The influence of near burner region aerodynamics on the formation and emission of nitrogen oxides in a pulverized coal-fired furnace

Abstract

Detailed measurements have been performed for two distinct pulverized-coal-fired burners in a large-scale laboratory furnace. Comparative in-flame data are archived and include gas temperature, O 2, CO concentration, and an inventory of stable fuel nitrogen species and solids (HCN, NH 3, N 2O, NO, nitrogen release, mass flux, and particle burnout). A significant decrease in the NO concentration in the near burner region and a substantial decrease in the furnace exit values are observed when the “central tube” from a single annular orifice burner jet (normally the location of a gas or oil burner for light-up purposes) is replaced with a single central orifice burner jet of same cross-sectional area.

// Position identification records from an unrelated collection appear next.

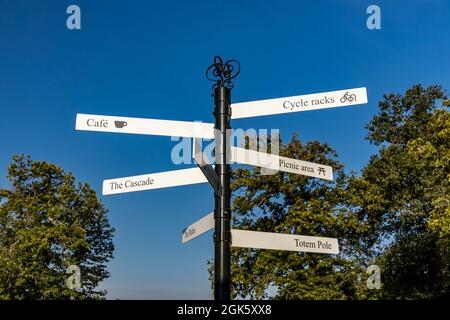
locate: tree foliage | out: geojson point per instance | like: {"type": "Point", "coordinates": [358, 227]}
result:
{"type": "Point", "coordinates": [48, 223]}
{"type": "Point", "coordinates": [296, 204]}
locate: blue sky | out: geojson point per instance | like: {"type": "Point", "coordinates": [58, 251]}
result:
{"type": "Point", "coordinates": [148, 58]}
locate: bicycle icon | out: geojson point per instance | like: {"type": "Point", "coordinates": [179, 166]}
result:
{"type": "Point", "coordinates": [348, 97]}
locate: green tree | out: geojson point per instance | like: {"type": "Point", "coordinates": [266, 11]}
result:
{"type": "Point", "coordinates": [296, 204]}
{"type": "Point", "coordinates": [404, 193]}
{"type": "Point", "coordinates": [48, 223]}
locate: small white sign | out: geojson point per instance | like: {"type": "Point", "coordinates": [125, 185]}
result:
{"type": "Point", "coordinates": [332, 99]}
{"type": "Point", "coordinates": [154, 181]}
{"type": "Point", "coordinates": [274, 162]}
{"type": "Point", "coordinates": [197, 228]}
{"type": "Point", "coordinates": [89, 122]}
{"type": "Point", "coordinates": [280, 241]}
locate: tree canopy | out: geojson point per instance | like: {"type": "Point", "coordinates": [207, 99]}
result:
{"type": "Point", "coordinates": [395, 214]}
{"type": "Point", "coordinates": [48, 223]}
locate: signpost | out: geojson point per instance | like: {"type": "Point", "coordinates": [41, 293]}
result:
{"type": "Point", "coordinates": [206, 167]}
{"type": "Point", "coordinates": [89, 122]}
{"type": "Point", "coordinates": [280, 241]}
{"type": "Point", "coordinates": [269, 161]}
{"type": "Point", "coordinates": [153, 181]}
{"type": "Point", "coordinates": [219, 176]}
{"type": "Point", "coordinates": [332, 99]}
{"type": "Point", "coordinates": [199, 227]}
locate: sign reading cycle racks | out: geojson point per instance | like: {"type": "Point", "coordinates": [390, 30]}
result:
{"type": "Point", "coordinates": [219, 175]}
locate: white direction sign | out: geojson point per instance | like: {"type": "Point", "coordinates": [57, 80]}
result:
{"type": "Point", "coordinates": [197, 228]}
{"type": "Point", "coordinates": [332, 99]}
{"type": "Point", "coordinates": [154, 181]}
{"type": "Point", "coordinates": [274, 162]}
{"type": "Point", "coordinates": [89, 122]}
{"type": "Point", "coordinates": [280, 241]}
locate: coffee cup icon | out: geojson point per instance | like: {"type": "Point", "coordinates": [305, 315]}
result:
{"type": "Point", "coordinates": [120, 124]}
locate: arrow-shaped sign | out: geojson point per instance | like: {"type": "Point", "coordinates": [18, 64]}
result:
{"type": "Point", "coordinates": [159, 127]}
{"type": "Point", "coordinates": [280, 241]}
{"type": "Point", "coordinates": [206, 167]}
{"type": "Point", "coordinates": [332, 99]}
{"type": "Point", "coordinates": [274, 162]}
{"type": "Point", "coordinates": [197, 228]}
{"type": "Point", "coordinates": [154, 181]}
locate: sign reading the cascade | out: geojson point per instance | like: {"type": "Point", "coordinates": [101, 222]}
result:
{"type": "Point", "coordinates": [197, 228]}
{"type": "Point", "coordinates": [154, 181]}
{"type": "Point", "coordinates": [332, 99]}
{"type": "Point", "coordinates": [159, 127]}
{"type": "Point", "coordinates": [274, 162]}
{"type": "Point", "coordinates": [279, 241]}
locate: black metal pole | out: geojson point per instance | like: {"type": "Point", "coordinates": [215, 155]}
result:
{"type": "Point", "coordinates": [222, 213]}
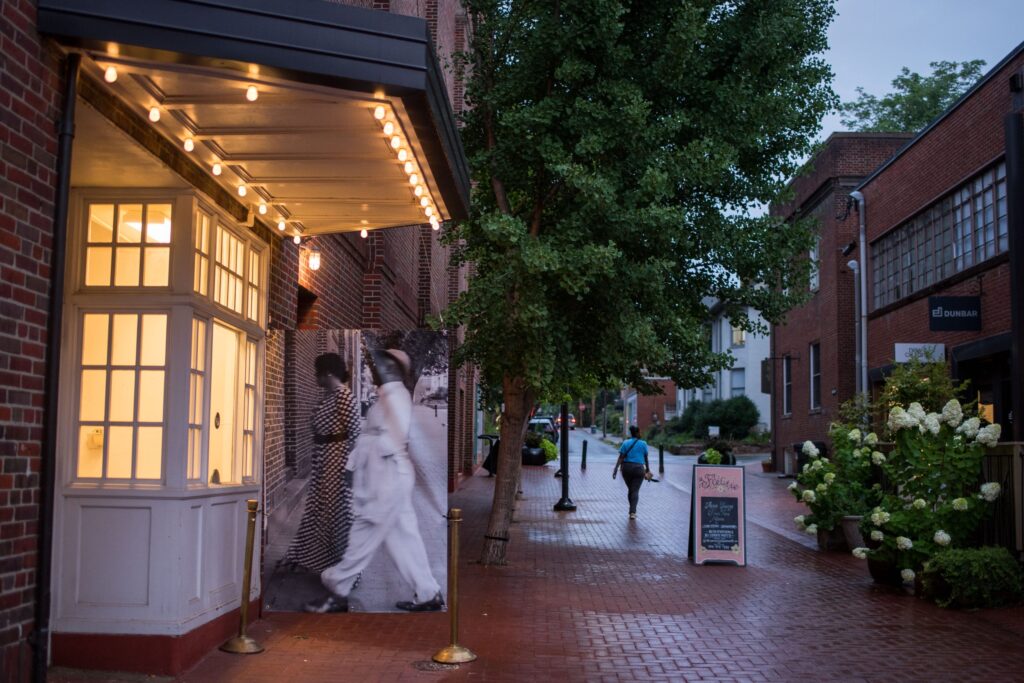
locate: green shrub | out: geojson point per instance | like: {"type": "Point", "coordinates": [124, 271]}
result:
{"type": "Point", "coordinates": [550, 450]}
{"type": "Point", "coordinates": [972, 578]}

The latter burner exhibits the delayed combustion phenomena normally associated with a tangentially fired system. The particle burnout remains unaffected due to the longer particles' residence time in the all-important oxygen lean internal recirculation zone. The difference in NO emissions is not reflected in the on-line N 2O emission values that are found to be low (2–3 ppm) for both flames. Data recorded nearer to either burner configuration, however, reveal that the maximum N 2O values for both burners are found in the flame region and are between 1%–2% of the corresponding maximum NO concentrations.